This is what I do not understand is so hard for her docs to comprehend. I am not anti-vaccine. I think they serve a GREAT purpose! I wish there was less money involved with some of the drug companies because I think we’d get more straightforward answers and products, but really, it’s not about the politics of it in this case. Vaccines work for 99% of the population and that is a great thing. YES kids like Kendall need all the protection they can get, which would mean we SHOULD continue to try to vaccinate her.

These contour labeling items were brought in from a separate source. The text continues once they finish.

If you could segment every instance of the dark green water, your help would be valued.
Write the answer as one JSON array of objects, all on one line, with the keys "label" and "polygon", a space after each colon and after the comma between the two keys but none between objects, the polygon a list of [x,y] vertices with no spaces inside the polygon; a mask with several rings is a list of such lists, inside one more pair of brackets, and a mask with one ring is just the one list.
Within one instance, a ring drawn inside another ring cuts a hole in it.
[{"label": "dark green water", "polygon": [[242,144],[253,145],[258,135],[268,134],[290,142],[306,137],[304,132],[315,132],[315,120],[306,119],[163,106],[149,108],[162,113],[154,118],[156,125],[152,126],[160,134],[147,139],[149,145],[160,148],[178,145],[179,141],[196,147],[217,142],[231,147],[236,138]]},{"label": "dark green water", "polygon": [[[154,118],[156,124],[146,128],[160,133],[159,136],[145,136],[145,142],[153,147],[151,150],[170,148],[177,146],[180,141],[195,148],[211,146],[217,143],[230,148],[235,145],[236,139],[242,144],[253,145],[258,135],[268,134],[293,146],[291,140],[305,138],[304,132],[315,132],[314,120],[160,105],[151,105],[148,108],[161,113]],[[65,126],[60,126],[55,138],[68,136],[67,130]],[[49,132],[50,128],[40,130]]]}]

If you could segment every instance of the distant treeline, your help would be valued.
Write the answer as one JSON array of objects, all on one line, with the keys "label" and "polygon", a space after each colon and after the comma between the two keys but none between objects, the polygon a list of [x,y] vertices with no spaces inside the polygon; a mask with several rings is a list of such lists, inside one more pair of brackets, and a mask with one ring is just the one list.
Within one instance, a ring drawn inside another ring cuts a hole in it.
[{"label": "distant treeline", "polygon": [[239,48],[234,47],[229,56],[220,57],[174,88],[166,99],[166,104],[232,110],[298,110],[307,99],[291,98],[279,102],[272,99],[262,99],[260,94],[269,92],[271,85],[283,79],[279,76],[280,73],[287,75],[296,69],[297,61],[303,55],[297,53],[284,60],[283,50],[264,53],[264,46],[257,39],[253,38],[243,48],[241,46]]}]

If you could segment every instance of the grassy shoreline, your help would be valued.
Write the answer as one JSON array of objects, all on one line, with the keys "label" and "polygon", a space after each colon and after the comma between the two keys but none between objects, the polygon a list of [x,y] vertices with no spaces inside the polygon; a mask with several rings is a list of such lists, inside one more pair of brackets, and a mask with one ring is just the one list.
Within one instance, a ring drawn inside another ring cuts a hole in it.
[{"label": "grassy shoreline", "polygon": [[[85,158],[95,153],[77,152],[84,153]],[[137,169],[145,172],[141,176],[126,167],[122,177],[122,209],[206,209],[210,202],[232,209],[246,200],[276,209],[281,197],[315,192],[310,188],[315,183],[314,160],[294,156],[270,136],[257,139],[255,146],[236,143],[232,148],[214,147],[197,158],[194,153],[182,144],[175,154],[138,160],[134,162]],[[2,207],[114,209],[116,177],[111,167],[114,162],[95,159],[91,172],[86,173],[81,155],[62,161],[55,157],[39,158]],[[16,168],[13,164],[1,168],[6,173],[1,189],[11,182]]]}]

BUT THEY AREn’T GIVING HER PROTECTION!

We are shooting her up with these little toxins with the hopes that her body will kick in and do its part – but its not. So we’re just shooting her up with a very hard to process, illness-inducing placebo. It’s not that I am against the vaccines – I am against the fact that THIS plan isn’t working for Kendall, so why are we continuing to beat our heads against this wall? Either tell me she’ll be fine without vaccines, or come up with Plan B. Well, the problem is, they have a plan B, but it’s IVIG. And really, I am becoming more accepting of Plan B, because we’ve discussed that it would be only for about a year, through next cold and flu season. It would get us over that 2 year hump when most systems are mature enough to deal with the stress of vaccines without flipping out. It would cover so many more illnesses than just the vaccines, and would eliminate having to fight insurance for separate Synagis shots (against RSV).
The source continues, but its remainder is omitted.